Catcher Corky Miller dumped his head and famous mustache in a bucket of water. Left-fielder Chris Heisey squatted down to get eye-to-eye with a giant fan that kept air circulating in the dugout. Earlier in the series against the Pirates, trainer Thomas Vera draped a wet towel over third baseman Todd Frazier’s head.

The only things that stayed cool all day Sunday despite the steamy weather were the Reds’ bats. They collected only three hits — and none from the second to seventh innings — and failed to sweep the Pirates, falling 3-2 in the final game of the three-game series.

The Reds (55-43) fell five games behind the Cardinals (59-37) and three back of the Pirates (57-39) in the National League Central. After wins on Friday and Saturday, they wasted a strong performance by Homer Bailey (5-9, 3.84 ERA), who struck out a career-high 12 batters.

“Homer was dealing,” Reds manager Dusty Baker said. “He wanted that one badly. We wanted it for him.”

Bailey gave up a solo home run to Garrett Jones in the second inning. He didn’t run into trouble again until the seventh. With his pitch count climbing past 100, Bailey gave up a double to Michael McKenry and then singles to Jordy Mercer, Clint Barmes and Jose Tabata.
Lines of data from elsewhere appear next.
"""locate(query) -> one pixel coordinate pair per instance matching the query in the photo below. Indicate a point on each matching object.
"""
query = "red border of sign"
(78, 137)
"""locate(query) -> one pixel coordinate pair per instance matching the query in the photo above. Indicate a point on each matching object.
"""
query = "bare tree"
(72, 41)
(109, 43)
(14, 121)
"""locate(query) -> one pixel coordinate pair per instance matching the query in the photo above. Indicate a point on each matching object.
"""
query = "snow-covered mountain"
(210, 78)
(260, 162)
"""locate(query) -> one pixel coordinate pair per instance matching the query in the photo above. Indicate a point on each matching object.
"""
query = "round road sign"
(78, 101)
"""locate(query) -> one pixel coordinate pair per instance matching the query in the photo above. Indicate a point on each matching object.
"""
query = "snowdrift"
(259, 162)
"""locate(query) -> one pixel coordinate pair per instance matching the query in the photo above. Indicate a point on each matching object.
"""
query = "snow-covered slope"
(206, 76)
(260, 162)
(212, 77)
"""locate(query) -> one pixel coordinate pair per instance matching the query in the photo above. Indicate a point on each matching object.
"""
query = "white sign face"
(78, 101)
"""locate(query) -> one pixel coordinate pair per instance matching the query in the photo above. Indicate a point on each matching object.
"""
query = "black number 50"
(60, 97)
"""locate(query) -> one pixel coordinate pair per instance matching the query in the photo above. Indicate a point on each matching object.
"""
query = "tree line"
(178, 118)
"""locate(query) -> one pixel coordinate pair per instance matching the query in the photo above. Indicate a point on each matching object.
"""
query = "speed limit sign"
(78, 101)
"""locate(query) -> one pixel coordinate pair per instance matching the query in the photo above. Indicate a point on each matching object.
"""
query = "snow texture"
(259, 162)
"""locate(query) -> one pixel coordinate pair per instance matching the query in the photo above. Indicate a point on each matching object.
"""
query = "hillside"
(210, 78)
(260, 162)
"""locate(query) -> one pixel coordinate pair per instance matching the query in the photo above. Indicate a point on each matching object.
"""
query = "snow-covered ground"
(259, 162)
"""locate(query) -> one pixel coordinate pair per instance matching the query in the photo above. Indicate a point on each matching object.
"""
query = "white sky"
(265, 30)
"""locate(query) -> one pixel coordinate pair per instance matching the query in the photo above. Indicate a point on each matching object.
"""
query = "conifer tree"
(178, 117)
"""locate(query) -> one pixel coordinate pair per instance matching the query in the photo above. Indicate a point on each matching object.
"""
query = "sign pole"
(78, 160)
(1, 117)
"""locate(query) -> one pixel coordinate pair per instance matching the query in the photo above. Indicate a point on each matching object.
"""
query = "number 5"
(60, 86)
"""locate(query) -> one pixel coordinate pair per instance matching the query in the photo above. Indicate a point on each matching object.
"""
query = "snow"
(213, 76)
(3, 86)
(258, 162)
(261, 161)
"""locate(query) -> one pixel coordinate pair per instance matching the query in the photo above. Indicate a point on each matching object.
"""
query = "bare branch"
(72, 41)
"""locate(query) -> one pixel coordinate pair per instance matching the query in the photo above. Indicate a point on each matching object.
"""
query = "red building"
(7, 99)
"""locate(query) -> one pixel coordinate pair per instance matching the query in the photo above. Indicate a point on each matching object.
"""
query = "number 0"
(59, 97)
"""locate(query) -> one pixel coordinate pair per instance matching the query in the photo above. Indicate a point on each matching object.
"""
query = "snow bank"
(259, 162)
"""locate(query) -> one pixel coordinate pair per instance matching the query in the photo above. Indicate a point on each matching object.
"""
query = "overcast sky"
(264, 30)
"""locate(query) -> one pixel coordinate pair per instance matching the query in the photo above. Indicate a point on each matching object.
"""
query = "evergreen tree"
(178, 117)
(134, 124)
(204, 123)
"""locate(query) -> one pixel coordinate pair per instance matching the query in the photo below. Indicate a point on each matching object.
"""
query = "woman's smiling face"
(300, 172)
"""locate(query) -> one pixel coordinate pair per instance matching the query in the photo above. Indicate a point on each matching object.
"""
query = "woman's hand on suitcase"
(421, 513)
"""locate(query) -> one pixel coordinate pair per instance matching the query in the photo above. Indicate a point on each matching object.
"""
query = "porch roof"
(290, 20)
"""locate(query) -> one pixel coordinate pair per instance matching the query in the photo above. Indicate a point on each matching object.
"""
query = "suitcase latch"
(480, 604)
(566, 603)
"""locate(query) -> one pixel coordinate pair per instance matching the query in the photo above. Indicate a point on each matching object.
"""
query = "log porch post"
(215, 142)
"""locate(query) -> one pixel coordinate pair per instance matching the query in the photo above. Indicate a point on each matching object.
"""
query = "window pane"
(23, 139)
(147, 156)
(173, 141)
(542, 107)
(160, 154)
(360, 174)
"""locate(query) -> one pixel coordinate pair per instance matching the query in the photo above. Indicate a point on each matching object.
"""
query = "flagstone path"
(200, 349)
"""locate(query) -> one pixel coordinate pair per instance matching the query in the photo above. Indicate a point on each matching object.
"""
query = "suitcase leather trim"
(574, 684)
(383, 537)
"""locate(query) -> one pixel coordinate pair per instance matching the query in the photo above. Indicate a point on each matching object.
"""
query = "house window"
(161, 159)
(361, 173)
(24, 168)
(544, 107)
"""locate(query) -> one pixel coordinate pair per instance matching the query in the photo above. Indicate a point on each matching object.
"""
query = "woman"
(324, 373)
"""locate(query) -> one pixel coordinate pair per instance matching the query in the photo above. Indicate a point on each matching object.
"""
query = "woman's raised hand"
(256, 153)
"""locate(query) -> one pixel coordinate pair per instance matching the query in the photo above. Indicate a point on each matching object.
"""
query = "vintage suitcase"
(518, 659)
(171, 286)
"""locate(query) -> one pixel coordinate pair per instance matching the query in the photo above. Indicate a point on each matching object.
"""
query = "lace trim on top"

The Pirates turned a 1-1 game into a 3-1 lead with that rally. Baker took Bailey out after the fourth hit of the inning. He left Bailey in the game because he was throwing as hard as ever in the seventh. Bailey said he wasn’t tired in the seventh, just frustrated.

“McKenry had just a great at-bat,” Bailey said. “He fouled off a 2-2 slider. I couldn’t have thrown that one any better. Then they had two groundball hits. That’s kind of been my luck lately. Against Atlanta (in his last start), they had 10 hits, and nine of them were groundballs through in the infield. You just have to keep plugging away and hope things find gloves.”

The Reds bullpen, which has a 0.95 ERA in the last 16 games, did the job after Bailey left the game. J.J. Hoover and Curtis Partch combined to pitch 2 2/3 innings without allowing a hit. They struck out four batters, so the Reds had 16 strikeouts as a team. That’s the fifth time this season they have struck out at least 16.

None of that mattered because the Reds’ offense struggled.

Pirates starter Jeff Locke (9-2, 2.11 ERA) had something to do with that. He allowed one hit in six innings, and the only run the Reds got off him came in the fifth when Zack Cozart scored from third on a wild pitch with two outs.

The Reds had only one other good scoring opportunity, and it was a golden one. In the eighth, they loaded the bases with no outs on a walk by pinch hitter Derrick Robinson, a single by Shin-Soo Choo and a walk by Heisey.

The Reds had their best two hitters coming up, but Joey Votto grounded into a double play — Robinson scoring on the play — and Brandon Phillips grounded out.

“It hurts when you have an opportunity like that,” Baker said. “That’s kind of been haunting us all year.”